Companies like NOYACK don’t just build in the cloud—we build on top of real infrastructure. Which is why we pay attention to what the AI economy is actually made of.
✅ Real-World Scarcity
You can’t manufacture new copper overnight. Or fast-track lithium extraction. Or magically rezone industrial land near a power station.
That’s what makes these assets strategic—they’re limited, essential, and often underappreciated.
✅ Demand That Compounds
AI isn’t linear—it’s exponential. Every new model adds load. Every new use case creates new demand.
Infrastructure doesn’t scale at startup speed. That gap between demand and capacity creates price pressure—and opportunity.

✅ Diversification That Aligns
Most investor portfolios are over-indexed to the front end of tech: platforms, software, earnings multiples.

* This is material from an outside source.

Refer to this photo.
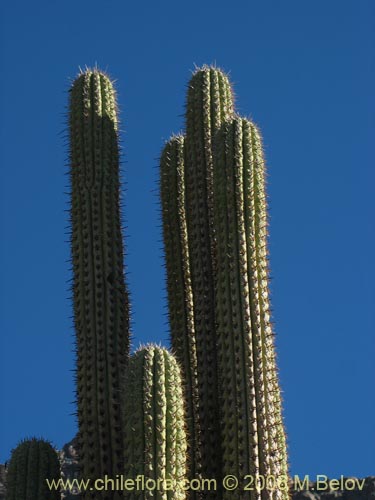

Natural resource investing offers a hedge—but more importantly, it offers thematic alignment: exposure to the AI economy without being entirely reliant on equity markets.
✅ Cash Flow + Upside
Resource and infrastructure assets often produce:
- Royalties
- Lease income
- Dividends
- Yield
All while appreciating as demand grows and supply tightens. That’s especially powerful in markets where both growth and resilience are in short supply.
A Simple Portfolio Framework: Natural Resource + AI Infrastructure
You don’t need to own a mine or a microchip fab to tap into this theme.
Here’s a practical allocation framework:

Adjust by risk appetite, timeline, and how much of your portfolio is already tied to growth tech.
Final Thought: AI Runs on Real Assets
AI is shaping the next century. But it can’t run without:
- Electricity
- Copper
- Lithium
- Rare earths
- Land
- Cooling infrastructure
- Transmission networks
So as you think about the AI future, ask yourself: Do you own the assets AI can’t live without?
Because in the age of machine intelligence, the smartest portfolios will invest in the things that machines still depend on.
Build the brain. But don’t forget to own the body.